Kashiwagi K, Fukuchi J, Chao J, Igarashi K, Williams K
Department of Pharmacology, University of Pennsylvania School of Medicine, Philadelphia, 19104-6084, USA.
Mol Pharmacol. 1996 Jun;49(6):1131-41.
To study the role of acidic residues in modulation of NMDA receptors by spermine, we used site-directed mutagenesis of receptor subunits and voltage-clamp recording in Xenopus oocytes. Sixteen glutamate and aspartate residues, located in the first two thirds of the putative extracellular loop of the NR1A subunit, were individually mutated. This region of NR1A shows homology with bacterial amino acid binding proteins, a bacterial polyamine binding protein, and a bacterial spermidine acetyltransferase. Mutation of D669 to asparagine (D669N), alanine (D669A), or glutamate (D669E) abolished the "glycine-independent" form of spermine stimulation in heteromeric NR1A/NR2B receptors. These mutations also markedly reduced inhibition by ifenprodil and by protons at NR1A/NR2B receptors. Mutations at the equivalent position (D690) in NR1B, which contains the insert encoded by exon 5, reduced the pH sensitivity of NR1B/NR2B receptors. Thus, the effects of mutations at D669 are not prevented by the presence of exon 5, and the influence of exon 5 is not prevented by mutations at D669 (D690 in NR1B). Mutations at NR1A (D669) had little or no effect on the potencies of glutamate and glycine and did not alter voltage-dependent block by Mg2+ or the "glycine-dependent" form of spermine stimulation. Surprisingly, the D669N and D669A mutations, but not the D669E mutation, reduced voltage-dependent block by spermine at NR1A/NR2 receptors. Mutations in NR2B at a position (D668) equivalent to D669 did not alter spermine stimulation or sensitivity to pH and ifenprodil. However, mutations D668N and D668A but not D668E in NR2B reduced voltage-dependent block by spermine. Screening of the negative charges at NR1A(D669) and NR2B(D668) may be involved in voltage-dependent block by spermine. D669 in NR1A could form part of a binding site for polyamines and ifenprodil and/or part of the proton sensor of the NMDA receptor. Alternatively, this residue may be critical for coupling of modulators such as spermine, protons, and ifenprodil to channel gating.
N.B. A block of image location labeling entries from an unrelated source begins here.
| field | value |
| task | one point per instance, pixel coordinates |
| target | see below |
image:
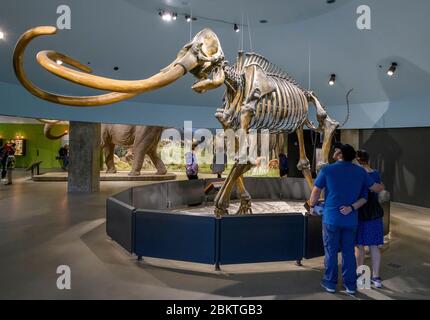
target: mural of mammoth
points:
(143, 140)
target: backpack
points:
(193, 168)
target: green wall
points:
(38, 148)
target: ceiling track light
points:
(392, 69)
(332, 80)
(167, 16)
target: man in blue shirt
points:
(345, 187)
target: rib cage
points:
(285, 109)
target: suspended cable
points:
(309, 65)
(249, 32)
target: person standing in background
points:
(370, 230)
(8, 161)
(191, 165)
(345, 186)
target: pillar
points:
(84, 157)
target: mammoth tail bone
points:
(348, 109)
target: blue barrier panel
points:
(175, 236)
(119, 223)
(261, 238)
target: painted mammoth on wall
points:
(143, 140)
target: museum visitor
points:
(370, 230)
(191, 165)
(346, 187)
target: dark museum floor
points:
(41, 227)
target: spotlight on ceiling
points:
(167, 16)
(332, 80)
(392, 69)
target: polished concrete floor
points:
(42, 227)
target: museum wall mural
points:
(404, 165)
(38, 148)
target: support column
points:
(84, 157)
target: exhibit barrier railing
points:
(141, 220)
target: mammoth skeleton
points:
(258, 96)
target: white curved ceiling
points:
(130, 34)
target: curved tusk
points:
(48, 121)
(131, 89)
(47, 59)
(18, 64)
(47, 131)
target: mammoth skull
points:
(202, 57)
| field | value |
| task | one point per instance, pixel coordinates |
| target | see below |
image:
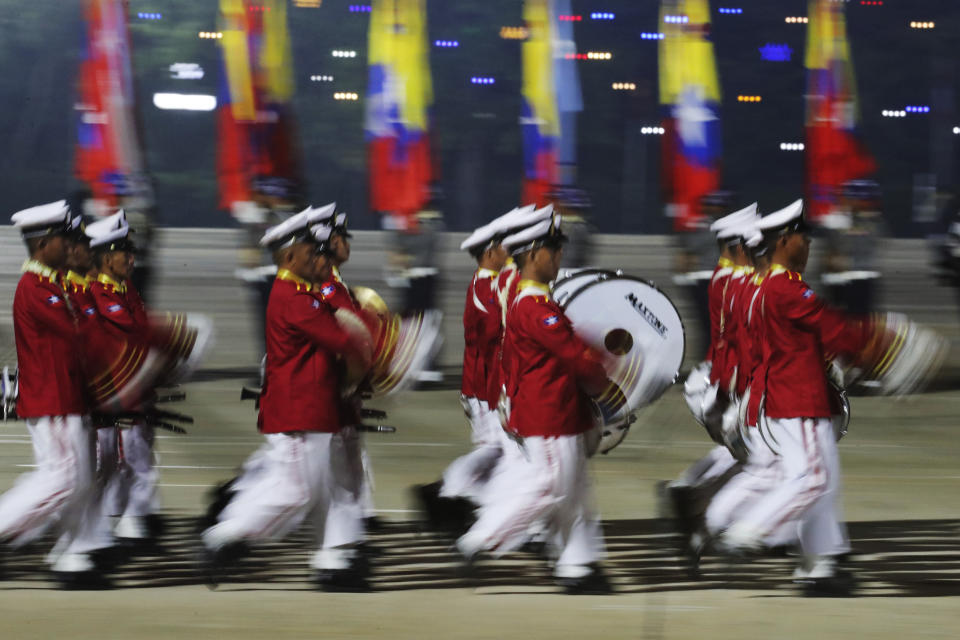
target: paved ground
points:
(901, 480)
(901, 485)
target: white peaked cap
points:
(107, 230)
(791, 213)
(516, 217)
(35, 221)
(287, 231)
(735, 218)
(526, 238)
(321, 232)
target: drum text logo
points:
(648, 315)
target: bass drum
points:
(635, 326)
(569, 281)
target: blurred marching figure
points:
(450, 502)
(258, 165)
(549, 373)
(711, 388)
(339, 296)
(853, 233)
(62, 492)
(109, 160)
(130, 492)
(306, 471)
(796, 499)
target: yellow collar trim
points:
(289, 276)
(525, 284)
(42, 270)
(120, 287)
(777, 269)
(77, 279)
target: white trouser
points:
(759, 474)
(62, 490)
(545, 480)
(301, 475)
(468, 475)
(128, 471)
(803, 502)
(713, 465)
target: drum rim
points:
(590, 271)
(683, 327)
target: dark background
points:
(476, 133)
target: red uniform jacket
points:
(798, 330)
(301, 390)
(718, 286)
(749, 344)
(548, 369)
(46, 334)
(481, 336)
(506, 290)
(121, 308)
(337, 294)
(733, 319)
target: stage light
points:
(514, 33)
(776, 52)
(184, 102)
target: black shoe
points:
(373, 524)
(841, 584)
(352, 580)
(219, 496)
(82, 580)
(109, 558)
(215, 565)
(594, 583)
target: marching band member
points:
(799, 331)
(62, 489)
(130, 494)
(305, 470)
(335, 292)
(549, 373)
(713, 389)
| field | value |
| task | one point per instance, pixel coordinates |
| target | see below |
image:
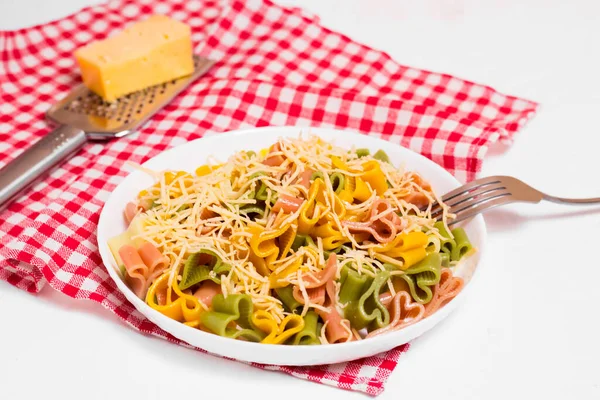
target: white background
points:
(531, 325)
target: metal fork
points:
(486, 193)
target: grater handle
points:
(38, 159)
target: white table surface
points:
(531, 325)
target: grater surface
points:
(100, 119)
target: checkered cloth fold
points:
(276, 66)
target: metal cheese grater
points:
(84, 116)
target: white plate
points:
(192, 154)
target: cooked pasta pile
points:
(302, 243)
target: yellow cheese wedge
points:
(147, 53)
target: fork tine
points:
(465, 189)
(481, 194)
(471, 186)
(478, 207)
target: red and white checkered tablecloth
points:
(276, 66)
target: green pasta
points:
(463, 245)
(362, 152)
(253, 209)
(381, 156)
(236, 308)
(261, 192)
(309, 335)
(363, 308)
(351, 284)
(286, 296)
(422, 276)
(194, 273)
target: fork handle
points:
(562, 200)
(38, 159)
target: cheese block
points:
(153, 51)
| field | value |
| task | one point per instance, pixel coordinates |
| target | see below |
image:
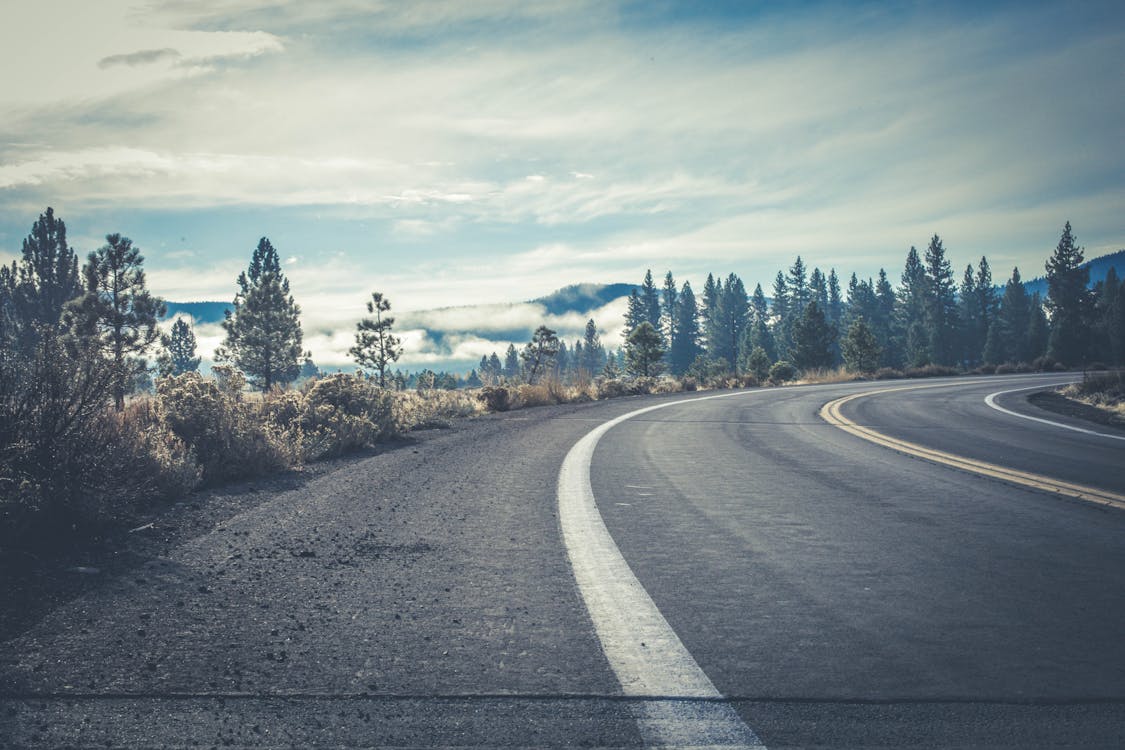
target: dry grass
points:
(826, 376)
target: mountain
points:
(1099, 267)
(582, 298)
(200, 312)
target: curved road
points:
(843, 594)
(836, 593)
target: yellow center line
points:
(831, 414)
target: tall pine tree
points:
(263, 332)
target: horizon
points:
(451, 154)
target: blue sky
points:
(466, 153)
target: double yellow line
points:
(831, 414)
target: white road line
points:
(684, 708)
(990, 399)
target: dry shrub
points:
(228, 436)
(434, 408)
(528, 396)
(829, 376)
(496, 398)
(344, 413)
(932, 371)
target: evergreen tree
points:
(860, 348)
(941, 305)
(117, 310)
(798, 288)
(669, 301)
(781, 314)
(650, 300)
(812, 339)
(710, 305)
(179, 354)
(911, 309)
(883, 322)
(685, 342)
(263, 332)
(969, 316)
(593, 353)
(818, 290)
(757, 363)
(1037, 330)
(644, 351)
(758, 334)
(38, 286)
(511, 363)
(835, 309)
(539, 353)
(376, 346)
(729, 319)
(635, 313)
(1069, 300)
(561, 364)
(1011, 324)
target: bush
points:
(230, 440)
(888, 373)
(782, 371)
(1044, 364)
(932, 371)
(344, 413)
(496, 398)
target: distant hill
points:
(583, 297)
(1099, 267)
(199, 312)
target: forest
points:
(89, 439)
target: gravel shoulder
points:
(424, 586)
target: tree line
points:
(810, 323)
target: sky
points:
(451, 153)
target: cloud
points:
(142, 57)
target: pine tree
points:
(41, 283)
(969, 316)
(1037, 330)
(1069, 300)
(685, 342)
(882, 323)
(669, 301)
(511, 363)
(635, 313)
(644, 351)
(117, 310)
(835, 309)
(798, 288)
(263, 332)
(593, 353)
(812, 339)
(376, 346)
(781, 315)
(710, 306)
(941, 305)
(758, 334)
(650, 300)
(729, 321)
(911, 310)
(1011, 324)
(539, 353)
(860, 348)
(818, 290)
(179, 354)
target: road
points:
(836, 593)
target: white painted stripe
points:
(990, 399)
(646, 654)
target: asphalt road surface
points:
(836, 593)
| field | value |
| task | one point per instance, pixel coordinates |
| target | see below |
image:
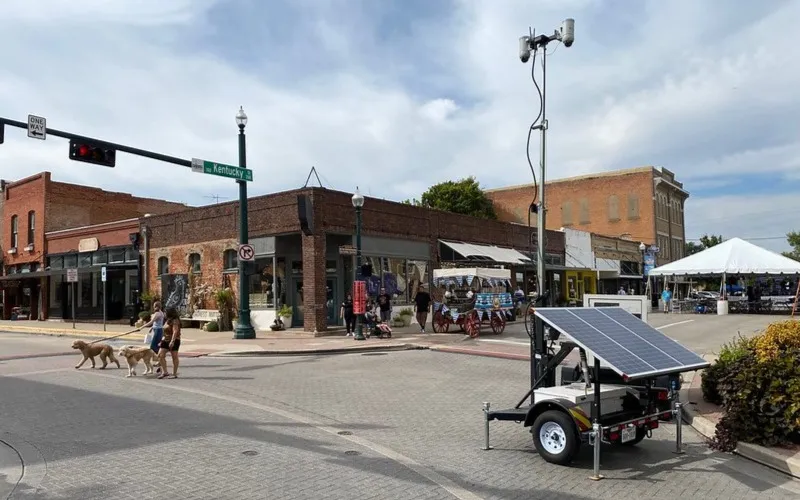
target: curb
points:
(317, 352)
(486, 354)
(764, 456)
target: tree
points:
(462, 197)
(793, 238)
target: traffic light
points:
(92, 153)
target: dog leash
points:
(114, 336)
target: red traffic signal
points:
(92, 153)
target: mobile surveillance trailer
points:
(634, 383)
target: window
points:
(566, 213)
(583, 216)
(633, 206)
(194, 262)
(31, 226)
(613, 208)
(261, 284)
(14, 231)
(163, 266)
(230, 261)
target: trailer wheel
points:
(641, 433)
(555, 437)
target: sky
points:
(397, 95)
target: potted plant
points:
(285, 314)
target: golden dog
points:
(133, 354)
(89, 351)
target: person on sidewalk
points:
(156, 325)
(422, 302)
(170, 343)
(348, 315)
(385, 305)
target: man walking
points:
(423, 303)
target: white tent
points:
(731, 257)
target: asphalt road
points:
(403, 425)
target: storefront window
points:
(100, 257)
(84, 260)
(86, 290)
(261, 292)
(71, 261)
(394, 279)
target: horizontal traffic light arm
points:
(104, 144)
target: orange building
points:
(640, 204)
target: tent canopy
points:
(734, 256)
(478, 272)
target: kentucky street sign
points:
(37, 127)
(246, 252)
(222, 170)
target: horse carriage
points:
(469, 310)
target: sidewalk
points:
(703, 417)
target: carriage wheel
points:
(498, 322)
(440, 323)
(472, 325)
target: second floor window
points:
(31, 226)
(14, 231)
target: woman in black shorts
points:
(171, 342)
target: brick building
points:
(641, 204)
(38, 205)
(307, 270)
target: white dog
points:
(135, 353)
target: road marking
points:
(436, 478)
(499, 341)
(674, 324)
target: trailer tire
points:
(555, 437)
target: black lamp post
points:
(643, 249)
(358, 203)
(244, 329)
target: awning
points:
(472, 251)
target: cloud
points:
(395, 96)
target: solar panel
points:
(625, 343)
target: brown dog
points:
(89, 351)
(133, 354)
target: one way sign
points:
(37, 127)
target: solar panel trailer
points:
(633, 384)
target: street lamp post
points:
(358, 203)
(244, 329)
(643, 248)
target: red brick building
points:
(641, 204)
(38, 205)
(308, 272)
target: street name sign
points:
(37, 127)
(246, 252)
(222, 170)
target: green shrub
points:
(757, 382)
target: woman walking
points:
(171, 342)
(156, 325)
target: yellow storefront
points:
(579, 282)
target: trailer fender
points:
(582, 421)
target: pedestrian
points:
(666, 297)
(422, 302)
(170, 343)
(156, 325)
(385, 305)
(347, 314)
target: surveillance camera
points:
(524, 49)
(567, 32)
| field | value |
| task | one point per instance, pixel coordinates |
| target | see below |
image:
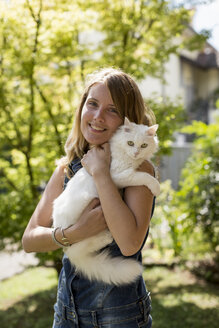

为了研究酸性残基在精胺调节N-甲基-D-天冬氨酸(NMDA)受体中的作用,我们利用受体亚基的定点突变和非洲爪蟾卵母细胞中的电压钳记录技术进行了研究。位于NR1A亚基假定细胞外环前三分之二区域的16个谷氨酸和天冬氨酸残基被逐个突变。NR1A的这一区域与细菌氨基酸结合蛋白、一种细菌多胺结合蛋白以及一种细菌亚精胺乙酰转移酶具有同源性。将D669突变为天冬酰胺(D669N)、丙氨酸(D669A)或谷氨酸(D669E)消除了异聚体NR1A/NR2B受体中精胺刺激的“甘氨酸非依赖性”形式。这些突变还显著降低了艾芬地尔和质子对NR1A/NR2B受体的抑制作用。NR1B中相当于D669的位置(D690)发生突变,该位置包含由外显子5编码的插入片段,降低了NR1B/NR2B受体的pH敏感性。因此,D669处的突变效应不会因外显子5的存在而受到阻止,外显子5的影响也不会因D669(NR1B中的D690)处的突变而受到阻止。NR1A(D669)处的突变对谷氨酸和甘氨酸的效力几乎没有影响,也不会改变Mg2+引起的电压依赖性阻断或精胺刺激的“甘氨酸依赖性”形式。令人惊讶的是,D669N和D669A突变,但不是D669E突变,降低了NR1A/NR2受体中精胺引起的电压依赖性阻断。NR2B中与D669相当的位置(D668)发生突变,不会改变精胺刺激或对pH和艾芬地尔的敏感性。然而,NR2B中的D668N和D668A突变,但不是D668E突变,降低了精胺引起的电压依赖性阻断。对NR1A(D669)和NR2B(D668)处负电荷的筛选可能参与了精胺引起的电压依赖性阻断。NR1A中的D669可能构成多胺和艾芬地尔的结合位点的一部分和/或NMDA受体质子传感器的一部分。或者,该残基对于诸如精胺、质子和艾芬地尔等调节剂与通道门控之间的偶联可能至关重要。